4. Wash carrots and cut hob blocks. When cooking big bones, peel the yam, wash it and cut it into pieces for later use.
5. After the time is up, add yam and carrot, and cook for half an hour on low heat. After the time is up, add salt to taste and sprinkle with chopped green onion.
Five, casserole tofu meatball soup
Ingredients: tofu 1, pork 300g, sesame oil 1 tbsp, onion 1, ginger 3, white pepper 1 tbsp, cooking wine 1/2 tbsp,
Exercise:
1, chop the pork into paste, chop the pork more finely, and shape the meatballs.
2. Put the pork paste into a large bowl, add chopped green onion, Jiang Mo, cooking wine and white pepper, add a little salt and a little water, and stir in one direction until it becomes sticky.
3. Cut the tofu into large pieces first, and then cut the tofu into small pieces for later use.
4. Boil the casserole with water, add Jiang Mo and tofu, and cook for 5-6 minutes.
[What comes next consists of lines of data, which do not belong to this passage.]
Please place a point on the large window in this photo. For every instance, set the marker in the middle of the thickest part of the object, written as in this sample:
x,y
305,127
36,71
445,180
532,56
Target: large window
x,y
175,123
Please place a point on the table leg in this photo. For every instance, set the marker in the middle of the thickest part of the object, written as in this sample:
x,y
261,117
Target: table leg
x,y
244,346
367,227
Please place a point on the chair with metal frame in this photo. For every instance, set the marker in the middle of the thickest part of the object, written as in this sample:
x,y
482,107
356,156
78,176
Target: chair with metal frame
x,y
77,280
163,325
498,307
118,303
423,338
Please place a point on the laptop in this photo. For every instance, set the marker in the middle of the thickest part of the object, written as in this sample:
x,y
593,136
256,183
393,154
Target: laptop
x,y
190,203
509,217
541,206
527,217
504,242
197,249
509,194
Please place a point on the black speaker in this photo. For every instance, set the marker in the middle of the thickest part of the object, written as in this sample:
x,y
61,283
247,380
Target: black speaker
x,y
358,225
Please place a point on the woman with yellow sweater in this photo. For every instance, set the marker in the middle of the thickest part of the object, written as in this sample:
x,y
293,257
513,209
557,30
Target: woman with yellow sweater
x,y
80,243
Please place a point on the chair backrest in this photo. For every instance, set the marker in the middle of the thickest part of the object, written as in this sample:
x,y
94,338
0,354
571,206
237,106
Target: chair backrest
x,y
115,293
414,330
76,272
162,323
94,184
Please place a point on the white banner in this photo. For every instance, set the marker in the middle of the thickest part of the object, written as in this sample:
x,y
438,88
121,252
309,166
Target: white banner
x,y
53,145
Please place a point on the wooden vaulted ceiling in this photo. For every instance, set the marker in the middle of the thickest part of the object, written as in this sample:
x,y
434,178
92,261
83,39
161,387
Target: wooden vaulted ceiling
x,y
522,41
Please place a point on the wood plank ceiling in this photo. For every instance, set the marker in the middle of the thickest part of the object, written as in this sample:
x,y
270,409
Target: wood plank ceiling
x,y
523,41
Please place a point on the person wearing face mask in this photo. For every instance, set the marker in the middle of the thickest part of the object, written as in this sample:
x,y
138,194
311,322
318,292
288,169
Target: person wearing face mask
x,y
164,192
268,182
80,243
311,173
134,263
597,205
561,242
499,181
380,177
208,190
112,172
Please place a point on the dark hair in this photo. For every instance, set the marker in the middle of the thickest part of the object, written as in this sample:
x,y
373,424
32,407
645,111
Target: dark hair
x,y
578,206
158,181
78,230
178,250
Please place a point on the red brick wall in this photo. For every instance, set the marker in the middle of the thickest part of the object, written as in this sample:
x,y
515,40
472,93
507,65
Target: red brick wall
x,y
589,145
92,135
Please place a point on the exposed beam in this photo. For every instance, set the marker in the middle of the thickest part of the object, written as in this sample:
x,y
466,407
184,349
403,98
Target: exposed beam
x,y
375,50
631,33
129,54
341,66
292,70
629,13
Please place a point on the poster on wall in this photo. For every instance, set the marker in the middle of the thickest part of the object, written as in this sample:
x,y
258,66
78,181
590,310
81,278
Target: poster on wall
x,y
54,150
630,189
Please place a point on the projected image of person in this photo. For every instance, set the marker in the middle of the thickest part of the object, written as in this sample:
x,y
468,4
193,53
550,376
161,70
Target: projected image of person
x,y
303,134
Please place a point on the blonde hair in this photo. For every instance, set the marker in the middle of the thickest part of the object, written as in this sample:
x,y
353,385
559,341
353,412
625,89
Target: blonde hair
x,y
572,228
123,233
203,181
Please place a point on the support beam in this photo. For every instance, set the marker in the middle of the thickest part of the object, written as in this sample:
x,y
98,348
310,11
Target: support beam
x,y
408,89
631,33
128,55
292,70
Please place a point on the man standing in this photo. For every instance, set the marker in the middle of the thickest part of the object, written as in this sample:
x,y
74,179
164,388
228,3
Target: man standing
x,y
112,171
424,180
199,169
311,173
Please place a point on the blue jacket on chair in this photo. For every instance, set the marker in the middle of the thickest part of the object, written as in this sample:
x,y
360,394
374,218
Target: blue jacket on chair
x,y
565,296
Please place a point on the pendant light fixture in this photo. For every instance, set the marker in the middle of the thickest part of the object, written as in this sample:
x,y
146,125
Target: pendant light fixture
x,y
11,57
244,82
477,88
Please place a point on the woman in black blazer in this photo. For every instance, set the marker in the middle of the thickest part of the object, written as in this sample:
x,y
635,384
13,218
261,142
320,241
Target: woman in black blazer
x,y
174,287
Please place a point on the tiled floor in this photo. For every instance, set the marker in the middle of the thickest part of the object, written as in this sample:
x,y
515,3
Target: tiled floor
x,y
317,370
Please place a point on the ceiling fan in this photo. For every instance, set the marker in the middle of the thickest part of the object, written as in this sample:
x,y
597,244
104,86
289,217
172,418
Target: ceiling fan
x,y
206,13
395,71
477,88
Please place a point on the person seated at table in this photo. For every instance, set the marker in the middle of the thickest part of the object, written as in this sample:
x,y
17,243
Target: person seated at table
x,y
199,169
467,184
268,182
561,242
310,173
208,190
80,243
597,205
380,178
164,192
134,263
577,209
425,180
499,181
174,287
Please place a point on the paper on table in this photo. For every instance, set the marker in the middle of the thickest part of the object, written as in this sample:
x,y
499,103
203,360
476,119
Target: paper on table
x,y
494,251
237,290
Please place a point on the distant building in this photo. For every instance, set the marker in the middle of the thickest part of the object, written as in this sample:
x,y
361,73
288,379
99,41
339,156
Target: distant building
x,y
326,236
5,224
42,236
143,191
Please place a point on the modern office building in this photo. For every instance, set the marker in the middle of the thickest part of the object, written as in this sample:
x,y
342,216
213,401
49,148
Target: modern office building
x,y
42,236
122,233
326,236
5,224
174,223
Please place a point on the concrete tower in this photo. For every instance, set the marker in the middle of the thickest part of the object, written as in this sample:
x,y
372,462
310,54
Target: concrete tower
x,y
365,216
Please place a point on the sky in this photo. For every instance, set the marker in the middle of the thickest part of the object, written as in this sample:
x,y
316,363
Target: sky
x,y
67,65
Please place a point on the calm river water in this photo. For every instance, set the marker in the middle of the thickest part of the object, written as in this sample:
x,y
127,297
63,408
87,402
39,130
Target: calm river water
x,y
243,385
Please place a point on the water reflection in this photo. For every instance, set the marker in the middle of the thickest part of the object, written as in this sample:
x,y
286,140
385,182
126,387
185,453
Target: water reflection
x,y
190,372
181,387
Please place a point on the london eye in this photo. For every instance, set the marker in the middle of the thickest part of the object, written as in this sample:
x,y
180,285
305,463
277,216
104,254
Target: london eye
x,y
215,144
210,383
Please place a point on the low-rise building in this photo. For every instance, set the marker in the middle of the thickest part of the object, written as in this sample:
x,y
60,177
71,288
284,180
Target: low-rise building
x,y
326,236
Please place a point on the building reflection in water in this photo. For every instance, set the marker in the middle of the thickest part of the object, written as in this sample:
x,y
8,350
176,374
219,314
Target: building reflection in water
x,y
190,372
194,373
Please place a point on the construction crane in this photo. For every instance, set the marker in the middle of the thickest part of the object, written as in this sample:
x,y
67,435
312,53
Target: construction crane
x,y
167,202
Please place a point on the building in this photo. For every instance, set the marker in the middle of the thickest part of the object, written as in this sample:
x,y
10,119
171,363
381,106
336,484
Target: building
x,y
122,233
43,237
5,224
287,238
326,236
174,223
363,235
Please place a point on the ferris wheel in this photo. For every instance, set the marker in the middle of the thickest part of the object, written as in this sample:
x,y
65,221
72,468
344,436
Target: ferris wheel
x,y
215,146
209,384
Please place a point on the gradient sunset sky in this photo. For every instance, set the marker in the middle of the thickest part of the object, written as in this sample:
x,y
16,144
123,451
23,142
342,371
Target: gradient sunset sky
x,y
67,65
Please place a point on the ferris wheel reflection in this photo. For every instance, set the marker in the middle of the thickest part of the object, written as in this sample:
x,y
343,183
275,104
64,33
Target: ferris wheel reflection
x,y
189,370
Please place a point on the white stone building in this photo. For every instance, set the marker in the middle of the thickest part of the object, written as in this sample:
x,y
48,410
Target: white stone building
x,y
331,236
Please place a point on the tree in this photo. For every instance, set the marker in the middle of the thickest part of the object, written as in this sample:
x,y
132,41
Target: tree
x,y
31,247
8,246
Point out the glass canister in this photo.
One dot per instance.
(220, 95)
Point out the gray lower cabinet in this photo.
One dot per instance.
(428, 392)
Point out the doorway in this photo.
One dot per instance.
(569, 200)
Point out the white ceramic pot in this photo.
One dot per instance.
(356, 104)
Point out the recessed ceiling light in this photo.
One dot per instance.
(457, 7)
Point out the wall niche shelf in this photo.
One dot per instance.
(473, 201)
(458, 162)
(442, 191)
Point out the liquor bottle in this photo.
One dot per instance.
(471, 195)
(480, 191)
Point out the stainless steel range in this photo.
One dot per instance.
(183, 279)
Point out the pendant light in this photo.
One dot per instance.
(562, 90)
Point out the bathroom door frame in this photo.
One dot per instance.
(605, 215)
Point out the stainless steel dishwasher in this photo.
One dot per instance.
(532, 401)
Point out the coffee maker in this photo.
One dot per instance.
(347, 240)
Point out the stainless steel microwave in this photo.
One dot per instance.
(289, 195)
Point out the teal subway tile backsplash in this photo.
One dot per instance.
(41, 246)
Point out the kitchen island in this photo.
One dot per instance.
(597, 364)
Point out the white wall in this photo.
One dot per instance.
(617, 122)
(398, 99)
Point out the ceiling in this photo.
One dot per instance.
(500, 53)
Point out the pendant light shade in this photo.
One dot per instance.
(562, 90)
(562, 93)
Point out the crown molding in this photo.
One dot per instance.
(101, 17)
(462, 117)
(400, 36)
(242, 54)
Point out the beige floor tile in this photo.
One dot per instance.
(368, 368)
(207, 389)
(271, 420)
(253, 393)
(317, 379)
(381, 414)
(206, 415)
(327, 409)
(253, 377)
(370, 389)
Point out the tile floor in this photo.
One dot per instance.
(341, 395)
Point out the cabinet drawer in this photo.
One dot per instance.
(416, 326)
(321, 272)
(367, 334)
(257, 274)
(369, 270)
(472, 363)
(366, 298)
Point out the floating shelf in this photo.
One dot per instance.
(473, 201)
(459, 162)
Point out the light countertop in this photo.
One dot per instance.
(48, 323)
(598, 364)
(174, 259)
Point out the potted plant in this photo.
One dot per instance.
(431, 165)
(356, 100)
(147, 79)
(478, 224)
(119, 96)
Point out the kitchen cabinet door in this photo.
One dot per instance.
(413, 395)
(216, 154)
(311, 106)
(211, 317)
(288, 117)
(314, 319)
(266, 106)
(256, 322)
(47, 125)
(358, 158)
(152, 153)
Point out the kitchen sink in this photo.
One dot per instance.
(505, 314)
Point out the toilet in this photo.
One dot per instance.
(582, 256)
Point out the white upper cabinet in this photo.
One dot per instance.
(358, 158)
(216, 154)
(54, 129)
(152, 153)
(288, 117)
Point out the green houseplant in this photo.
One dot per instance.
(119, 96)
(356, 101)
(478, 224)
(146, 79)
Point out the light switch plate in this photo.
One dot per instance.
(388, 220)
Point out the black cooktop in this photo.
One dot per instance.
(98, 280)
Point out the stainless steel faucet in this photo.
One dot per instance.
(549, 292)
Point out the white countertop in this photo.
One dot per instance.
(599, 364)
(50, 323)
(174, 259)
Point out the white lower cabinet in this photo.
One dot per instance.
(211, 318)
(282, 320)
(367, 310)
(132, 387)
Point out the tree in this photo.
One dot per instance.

5. Turn off the fire and keep the soup slightly boiling. Put meat in your left hand and squeeze meatballs out of the tiger's mouth. Catch it with a spoon in your right hand and put it in the soup pot (or dig out the shape of the meatball with a spoon). According to the sample, put all the meatballs into the pot.
6. When all the meatballs are put into the pot, turn on the fire, bring the soup to a boil, skim off the floating foam, cook until all the meatballs float, add salt to taste, turn off the fire, add white pepper, sesame oil and chopped green onion, and mix well.